ARCHITECTURE SPECIFICATION & FORMAL SYSTEM REPORT: k501-AIONARC
Document ID: k501-AIONARC-SPEC-2026-05-23
Time Anchor (System Clock): Unix Epoch 1779502114 | Sat May 23 02:08:34 2026 UTC / 04:08:34 CEST
System Architect: iinkognit0
Deployment State: STABLE / CANONICAL / VERIFIED
1. The Core Paradigm of k501-AIONARC - The Information Space
The k501-AIONARC - The Information Space represents a complete architectural departure from mutable, path-dependent hierarchical file systems. It establishes a deterministic, math-driven, append-only informational continuum. The system's foundational design is governed by the absolute physical decoupling of Identity (the topostructural manifest) and Substance (the underlying content payload).
Axiomatic Pillars:
- Content-Addressable Topology: Data primitives within the space possess no arbitrary human-readable names or volatile folder paths. A file or block is addressed strictly by what it inherently is (its cryptographic digest), not where it resides.

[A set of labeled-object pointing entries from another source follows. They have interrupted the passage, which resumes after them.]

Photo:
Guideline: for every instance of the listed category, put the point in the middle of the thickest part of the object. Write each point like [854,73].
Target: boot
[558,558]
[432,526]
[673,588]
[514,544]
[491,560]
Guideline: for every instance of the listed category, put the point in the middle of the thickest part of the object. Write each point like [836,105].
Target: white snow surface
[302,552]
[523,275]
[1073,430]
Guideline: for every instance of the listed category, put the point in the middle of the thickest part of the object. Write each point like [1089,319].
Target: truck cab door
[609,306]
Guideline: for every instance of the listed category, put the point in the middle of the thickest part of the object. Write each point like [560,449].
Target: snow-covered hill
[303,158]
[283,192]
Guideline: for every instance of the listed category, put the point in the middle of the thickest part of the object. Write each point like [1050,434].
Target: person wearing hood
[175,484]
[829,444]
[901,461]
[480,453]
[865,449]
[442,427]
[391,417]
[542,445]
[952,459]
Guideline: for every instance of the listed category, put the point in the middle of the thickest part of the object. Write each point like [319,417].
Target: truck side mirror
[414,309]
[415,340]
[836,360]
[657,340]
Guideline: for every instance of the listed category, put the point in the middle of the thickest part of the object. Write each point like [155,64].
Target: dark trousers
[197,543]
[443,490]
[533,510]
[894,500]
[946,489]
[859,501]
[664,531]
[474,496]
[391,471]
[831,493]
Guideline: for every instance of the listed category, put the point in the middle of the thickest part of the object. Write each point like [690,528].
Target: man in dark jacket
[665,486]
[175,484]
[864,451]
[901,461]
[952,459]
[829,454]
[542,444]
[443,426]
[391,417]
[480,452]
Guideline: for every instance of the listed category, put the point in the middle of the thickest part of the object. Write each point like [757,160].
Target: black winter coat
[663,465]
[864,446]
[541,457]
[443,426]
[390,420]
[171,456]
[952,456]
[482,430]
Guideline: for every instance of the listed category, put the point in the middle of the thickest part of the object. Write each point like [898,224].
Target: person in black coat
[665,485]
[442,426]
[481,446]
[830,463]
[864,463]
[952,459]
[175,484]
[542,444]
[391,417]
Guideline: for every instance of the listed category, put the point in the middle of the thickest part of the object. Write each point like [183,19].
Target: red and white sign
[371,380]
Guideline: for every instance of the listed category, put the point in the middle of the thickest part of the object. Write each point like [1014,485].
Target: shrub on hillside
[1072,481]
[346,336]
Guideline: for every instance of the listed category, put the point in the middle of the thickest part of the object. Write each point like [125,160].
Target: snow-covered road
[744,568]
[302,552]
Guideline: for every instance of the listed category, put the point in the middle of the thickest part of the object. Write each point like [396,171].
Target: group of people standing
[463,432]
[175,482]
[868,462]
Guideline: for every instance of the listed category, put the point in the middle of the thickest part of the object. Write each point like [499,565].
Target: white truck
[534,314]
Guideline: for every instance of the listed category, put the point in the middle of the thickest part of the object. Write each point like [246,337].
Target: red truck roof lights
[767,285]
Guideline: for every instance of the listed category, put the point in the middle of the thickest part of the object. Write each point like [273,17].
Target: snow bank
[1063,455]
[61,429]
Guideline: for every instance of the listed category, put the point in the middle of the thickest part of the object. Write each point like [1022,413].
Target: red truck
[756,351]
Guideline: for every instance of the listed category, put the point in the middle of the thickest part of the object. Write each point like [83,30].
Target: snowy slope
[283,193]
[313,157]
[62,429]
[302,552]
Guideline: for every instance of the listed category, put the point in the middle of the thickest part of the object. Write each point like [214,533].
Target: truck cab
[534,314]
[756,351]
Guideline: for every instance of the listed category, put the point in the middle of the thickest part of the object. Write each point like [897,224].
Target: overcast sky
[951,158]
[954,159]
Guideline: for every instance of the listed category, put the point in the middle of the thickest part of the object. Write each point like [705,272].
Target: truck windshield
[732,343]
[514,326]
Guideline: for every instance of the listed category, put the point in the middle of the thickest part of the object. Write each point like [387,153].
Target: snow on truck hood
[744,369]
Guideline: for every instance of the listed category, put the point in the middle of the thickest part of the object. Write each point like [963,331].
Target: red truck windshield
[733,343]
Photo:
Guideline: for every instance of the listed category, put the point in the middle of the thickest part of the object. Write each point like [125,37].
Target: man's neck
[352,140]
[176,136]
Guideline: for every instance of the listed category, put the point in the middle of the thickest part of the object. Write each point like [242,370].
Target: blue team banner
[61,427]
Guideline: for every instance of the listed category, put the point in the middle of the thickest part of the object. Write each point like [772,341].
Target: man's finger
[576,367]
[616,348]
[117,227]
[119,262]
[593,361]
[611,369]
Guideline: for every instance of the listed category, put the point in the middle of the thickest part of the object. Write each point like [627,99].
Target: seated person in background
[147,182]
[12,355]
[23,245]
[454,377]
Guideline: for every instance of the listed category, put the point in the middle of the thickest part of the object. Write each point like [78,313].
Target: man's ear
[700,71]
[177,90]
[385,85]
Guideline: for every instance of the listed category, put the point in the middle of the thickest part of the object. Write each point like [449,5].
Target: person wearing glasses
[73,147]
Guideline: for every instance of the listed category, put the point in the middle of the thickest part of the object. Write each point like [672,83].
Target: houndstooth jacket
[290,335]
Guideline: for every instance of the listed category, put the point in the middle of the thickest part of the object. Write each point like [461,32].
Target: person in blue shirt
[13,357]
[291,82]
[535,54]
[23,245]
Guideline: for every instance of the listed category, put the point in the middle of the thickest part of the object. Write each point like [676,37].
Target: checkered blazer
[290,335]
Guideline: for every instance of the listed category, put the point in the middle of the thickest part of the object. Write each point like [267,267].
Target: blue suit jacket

- Structural Immutability: Once an information package is committed to the space, it becomes unalterable. Any alteration down to a single bit flips the cryptographic signature of the block, triggering immediate isolation by the system's structural auditor layers.
- Global Deduplication Invariant: The space normalizes incoming streams. Identical information units collapse into a single physical entity within the object layer, regardless of their ingestion frequency, temporal origin, or logical context.
2. The Six-Phase Ingestion Pipeline Architecture
The monolithic control flow implemented in main.c orchestrates the conversion of raw, unaligned source files into the immutable state space. It processes data using four core memory-mapped object sets: K501_DocumentSet docs, K501_NormalizedSet norm, K501_State state, and K501_State final.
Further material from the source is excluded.